Lower-than-expected sales and margins have caused apparel retailer Aeropostale to expect a larger loss than its earlier second-quarter guidance, the company announced today.
Aeropostale now expects its second-quarter loss to be between $0.42 and $0.44 per share. Its original second-quarter guidance had its losses in the $0.15 to $0.20 per share range.
The greater losses came about, the company said, partly because of additional charges totaling approximately $0.19 per share, which included a lower-than-expected tax benefit, store asset impairment charges, and retirement features of its stock-based compensation plan.
There was also a decrease in net sales by 6% to $454 million, and comparable sales decreased by 15% for the quarter, compared to the same period last year.
CEO Thomas P. Johnson said in the company's statement, "During the second quarter, we continued to experience the challenging trends we faced in the first quarter.

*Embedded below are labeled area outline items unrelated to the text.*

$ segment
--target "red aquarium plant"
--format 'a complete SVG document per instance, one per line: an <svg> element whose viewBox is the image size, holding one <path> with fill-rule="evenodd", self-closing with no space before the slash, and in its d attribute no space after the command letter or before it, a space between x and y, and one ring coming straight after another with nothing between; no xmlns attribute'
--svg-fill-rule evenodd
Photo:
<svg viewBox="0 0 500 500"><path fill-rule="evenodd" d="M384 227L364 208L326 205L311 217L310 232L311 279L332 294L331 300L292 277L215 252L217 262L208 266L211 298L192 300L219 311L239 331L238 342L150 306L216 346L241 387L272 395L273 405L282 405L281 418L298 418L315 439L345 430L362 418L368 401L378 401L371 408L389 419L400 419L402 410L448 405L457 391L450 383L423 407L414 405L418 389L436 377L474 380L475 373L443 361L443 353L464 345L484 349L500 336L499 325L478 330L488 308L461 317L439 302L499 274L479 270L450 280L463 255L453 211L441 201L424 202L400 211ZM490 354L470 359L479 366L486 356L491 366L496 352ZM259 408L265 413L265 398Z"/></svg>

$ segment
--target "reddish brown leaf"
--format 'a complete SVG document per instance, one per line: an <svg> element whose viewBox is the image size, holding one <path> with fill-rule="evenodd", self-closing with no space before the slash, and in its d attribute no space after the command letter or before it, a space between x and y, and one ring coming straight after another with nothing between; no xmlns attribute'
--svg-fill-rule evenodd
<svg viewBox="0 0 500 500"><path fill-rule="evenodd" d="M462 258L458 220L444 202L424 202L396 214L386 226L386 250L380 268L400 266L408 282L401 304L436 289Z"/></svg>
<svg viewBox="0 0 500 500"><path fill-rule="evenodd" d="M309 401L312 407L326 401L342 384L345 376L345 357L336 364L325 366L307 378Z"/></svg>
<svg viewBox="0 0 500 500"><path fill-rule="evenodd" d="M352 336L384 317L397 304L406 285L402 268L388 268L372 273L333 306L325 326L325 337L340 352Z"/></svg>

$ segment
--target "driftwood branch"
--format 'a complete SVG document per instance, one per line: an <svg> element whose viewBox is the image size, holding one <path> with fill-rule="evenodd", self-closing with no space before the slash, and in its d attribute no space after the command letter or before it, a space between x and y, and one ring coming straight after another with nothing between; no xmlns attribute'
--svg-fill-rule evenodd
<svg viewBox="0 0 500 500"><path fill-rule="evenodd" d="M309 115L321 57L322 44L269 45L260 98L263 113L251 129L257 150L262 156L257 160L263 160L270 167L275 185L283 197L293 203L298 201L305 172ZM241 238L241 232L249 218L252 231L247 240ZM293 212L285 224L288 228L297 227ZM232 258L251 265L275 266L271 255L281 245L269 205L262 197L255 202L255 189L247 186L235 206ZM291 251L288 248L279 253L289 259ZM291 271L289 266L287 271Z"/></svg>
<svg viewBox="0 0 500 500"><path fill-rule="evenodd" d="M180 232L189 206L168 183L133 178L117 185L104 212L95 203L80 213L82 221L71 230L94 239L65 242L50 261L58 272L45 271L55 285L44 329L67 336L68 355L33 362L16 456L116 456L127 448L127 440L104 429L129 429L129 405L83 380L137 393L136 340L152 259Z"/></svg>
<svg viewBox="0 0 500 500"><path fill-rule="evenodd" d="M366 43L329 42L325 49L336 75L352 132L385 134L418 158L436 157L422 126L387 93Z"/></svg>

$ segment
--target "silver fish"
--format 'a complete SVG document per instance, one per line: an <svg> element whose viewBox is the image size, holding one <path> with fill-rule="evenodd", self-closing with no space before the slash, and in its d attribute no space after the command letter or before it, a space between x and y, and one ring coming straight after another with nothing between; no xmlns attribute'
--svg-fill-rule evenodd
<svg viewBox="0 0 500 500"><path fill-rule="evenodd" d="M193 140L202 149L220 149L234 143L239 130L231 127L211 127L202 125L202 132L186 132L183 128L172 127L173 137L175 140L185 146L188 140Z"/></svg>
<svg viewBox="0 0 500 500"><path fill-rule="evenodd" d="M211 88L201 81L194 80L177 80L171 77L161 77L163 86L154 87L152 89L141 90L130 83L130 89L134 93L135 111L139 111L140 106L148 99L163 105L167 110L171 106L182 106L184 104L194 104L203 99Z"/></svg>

Our performance was driven by an increase in promotional activity as we navigated through balancing our assortment, weak traffic trends and a challenging retail environment, particularly during the July selling period." The teen-oriented-clothing retailer had to mark down more clothing.
Aeropostale expects to announce its second-quarter earnings on Thursday, Aug. 22.
Back-to-school is the second-biggest shopping period of the year after the holiday season and so far it is off to a rocky start for teen retailers. On Tuesday, Aeropostale rival American Eagle Outfitters slashed its second-quarter earnings outlook because of weak sales during the April-to-June quarter.
-- Material from The Associated Press was used in this report.